Health officials in the Washington area already received additional doses from their state or city health departments in the past several weeks. Those doses are not part of the 10.3 million that will be sent out.

Arlington health officials said they are giving most of the 1,970 doses they received last week from the state Department of Health to private physicians. But officials said the supply of shots will not meet the demand of patients.

“The [remaining doses are] going to physicians because they know best who their highest-risk patients are,” said Elissa Laitin, an epidemiologist with Arlington County Public Health. “Unfortunately, those doses aren’t enough to cover everyone in Arlington County who falls into a high-risk category.”

Prince George’s County health officials said they soon will have more than 2,800 doses of flu vaccine available for at-risk residents.

The county has 1,450 available doses from its initial order, said Dr. Frederick J. Corder, the county’s chief health officer. It will get 1,400 more doses within the next week from the Minnesota Multi-State Contract Alliance for Pharmacy.

Dr.
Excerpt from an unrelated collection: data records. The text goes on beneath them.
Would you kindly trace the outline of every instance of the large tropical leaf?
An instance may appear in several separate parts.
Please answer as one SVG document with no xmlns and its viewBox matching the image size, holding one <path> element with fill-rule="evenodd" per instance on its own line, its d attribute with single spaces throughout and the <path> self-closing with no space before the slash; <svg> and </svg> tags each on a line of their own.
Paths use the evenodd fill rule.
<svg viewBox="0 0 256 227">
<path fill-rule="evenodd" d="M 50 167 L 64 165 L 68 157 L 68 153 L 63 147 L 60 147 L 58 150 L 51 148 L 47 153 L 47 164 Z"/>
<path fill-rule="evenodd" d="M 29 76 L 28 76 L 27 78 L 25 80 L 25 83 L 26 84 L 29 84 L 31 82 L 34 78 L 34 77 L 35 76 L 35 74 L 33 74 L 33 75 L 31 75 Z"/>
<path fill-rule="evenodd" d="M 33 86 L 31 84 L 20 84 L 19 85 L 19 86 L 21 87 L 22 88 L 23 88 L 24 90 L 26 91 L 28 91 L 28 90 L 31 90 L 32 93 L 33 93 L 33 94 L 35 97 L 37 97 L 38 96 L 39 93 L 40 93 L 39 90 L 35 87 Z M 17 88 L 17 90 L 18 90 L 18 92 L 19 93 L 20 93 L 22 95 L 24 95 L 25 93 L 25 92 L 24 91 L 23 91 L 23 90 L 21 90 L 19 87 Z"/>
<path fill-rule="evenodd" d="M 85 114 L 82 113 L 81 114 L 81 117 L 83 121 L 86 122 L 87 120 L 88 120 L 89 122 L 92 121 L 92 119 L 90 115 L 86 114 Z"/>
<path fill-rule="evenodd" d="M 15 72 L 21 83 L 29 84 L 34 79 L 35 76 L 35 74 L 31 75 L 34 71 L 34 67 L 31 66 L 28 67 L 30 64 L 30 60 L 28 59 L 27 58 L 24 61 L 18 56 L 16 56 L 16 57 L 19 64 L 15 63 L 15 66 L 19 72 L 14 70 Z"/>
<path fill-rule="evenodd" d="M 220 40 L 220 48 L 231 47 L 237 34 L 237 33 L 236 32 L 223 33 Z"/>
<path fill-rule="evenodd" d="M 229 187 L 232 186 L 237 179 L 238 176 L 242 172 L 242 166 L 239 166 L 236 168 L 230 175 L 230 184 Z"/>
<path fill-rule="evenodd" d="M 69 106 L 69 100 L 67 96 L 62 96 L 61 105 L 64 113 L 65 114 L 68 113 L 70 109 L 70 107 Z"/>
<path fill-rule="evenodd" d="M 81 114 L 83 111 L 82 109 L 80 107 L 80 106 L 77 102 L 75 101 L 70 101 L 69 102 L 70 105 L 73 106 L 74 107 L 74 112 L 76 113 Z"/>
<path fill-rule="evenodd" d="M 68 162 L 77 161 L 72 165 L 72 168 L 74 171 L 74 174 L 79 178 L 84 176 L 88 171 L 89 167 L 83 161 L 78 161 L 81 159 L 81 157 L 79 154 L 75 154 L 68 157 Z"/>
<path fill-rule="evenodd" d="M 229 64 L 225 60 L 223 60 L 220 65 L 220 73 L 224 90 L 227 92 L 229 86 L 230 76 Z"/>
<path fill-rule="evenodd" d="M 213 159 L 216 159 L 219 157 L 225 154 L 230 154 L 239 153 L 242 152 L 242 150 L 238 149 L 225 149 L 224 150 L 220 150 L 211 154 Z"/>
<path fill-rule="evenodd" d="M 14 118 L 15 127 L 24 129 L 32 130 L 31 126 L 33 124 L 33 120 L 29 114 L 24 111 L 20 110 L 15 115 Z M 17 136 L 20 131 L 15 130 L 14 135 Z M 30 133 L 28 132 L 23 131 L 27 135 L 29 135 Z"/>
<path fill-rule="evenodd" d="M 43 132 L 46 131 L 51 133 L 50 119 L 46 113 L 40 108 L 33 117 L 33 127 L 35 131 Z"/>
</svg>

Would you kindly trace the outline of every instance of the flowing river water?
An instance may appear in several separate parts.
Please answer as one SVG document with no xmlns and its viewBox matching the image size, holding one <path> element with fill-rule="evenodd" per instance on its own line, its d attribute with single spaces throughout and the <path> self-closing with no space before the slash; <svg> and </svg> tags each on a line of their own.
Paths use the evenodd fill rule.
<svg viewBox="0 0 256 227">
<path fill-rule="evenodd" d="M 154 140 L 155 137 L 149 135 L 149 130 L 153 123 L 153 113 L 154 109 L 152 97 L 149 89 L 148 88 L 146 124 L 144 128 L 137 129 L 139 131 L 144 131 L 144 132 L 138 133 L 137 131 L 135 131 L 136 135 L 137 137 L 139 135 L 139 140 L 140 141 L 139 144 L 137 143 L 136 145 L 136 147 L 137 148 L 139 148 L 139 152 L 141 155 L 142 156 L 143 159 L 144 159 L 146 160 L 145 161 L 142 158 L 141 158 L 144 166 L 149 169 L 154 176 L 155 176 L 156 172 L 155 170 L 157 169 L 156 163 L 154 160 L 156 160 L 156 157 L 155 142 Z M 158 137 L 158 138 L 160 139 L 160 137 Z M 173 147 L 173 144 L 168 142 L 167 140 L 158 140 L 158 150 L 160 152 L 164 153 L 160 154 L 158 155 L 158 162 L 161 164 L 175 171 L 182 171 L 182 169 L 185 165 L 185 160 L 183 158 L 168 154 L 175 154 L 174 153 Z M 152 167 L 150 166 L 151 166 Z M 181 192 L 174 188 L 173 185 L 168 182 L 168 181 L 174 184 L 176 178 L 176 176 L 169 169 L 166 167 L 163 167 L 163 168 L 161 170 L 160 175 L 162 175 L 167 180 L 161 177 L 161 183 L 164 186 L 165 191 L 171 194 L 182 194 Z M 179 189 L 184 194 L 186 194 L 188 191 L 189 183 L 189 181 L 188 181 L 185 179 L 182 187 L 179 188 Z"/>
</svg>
Corder said at-risk residents must schedule an appointment today with the county’s health department to participate in vaccination clinics, which will be held Nov. 20 and Nov. 22, from 9 a.m. to 3 p.m.

County residents can call 301/583-3100 from 8 a.m. to 5 p.m. to schedule an appointment for adults or 301/883-7230 to schedule an appointment for children.

Fairfax County health officials on Monday will begin giving the 10,000 doses of vaccine they received from the Virginia Department of Health to doctors. Loudoun County health officials will distribute their 2,000 doses of the adult vaccine to high-risk patients at a clinic on Nov. 20.

In Alexandria, John Clizbe, emergency planner for the city’s health department, said officials also decided to let private doctors distribute the city’s 1,900 doses of vaccine to their patients. He said physicians have been instructed to use tighter standards than those recommended by the CDC to determine who was at high risk of getting the flu.

Montgomery County health officials last week held a lottery to determine which high-risk patients would receive one of the county’s 800 available flu shots. Health officials are distributing the remaining shots to those lottery winners who couldn’t get the shots last week.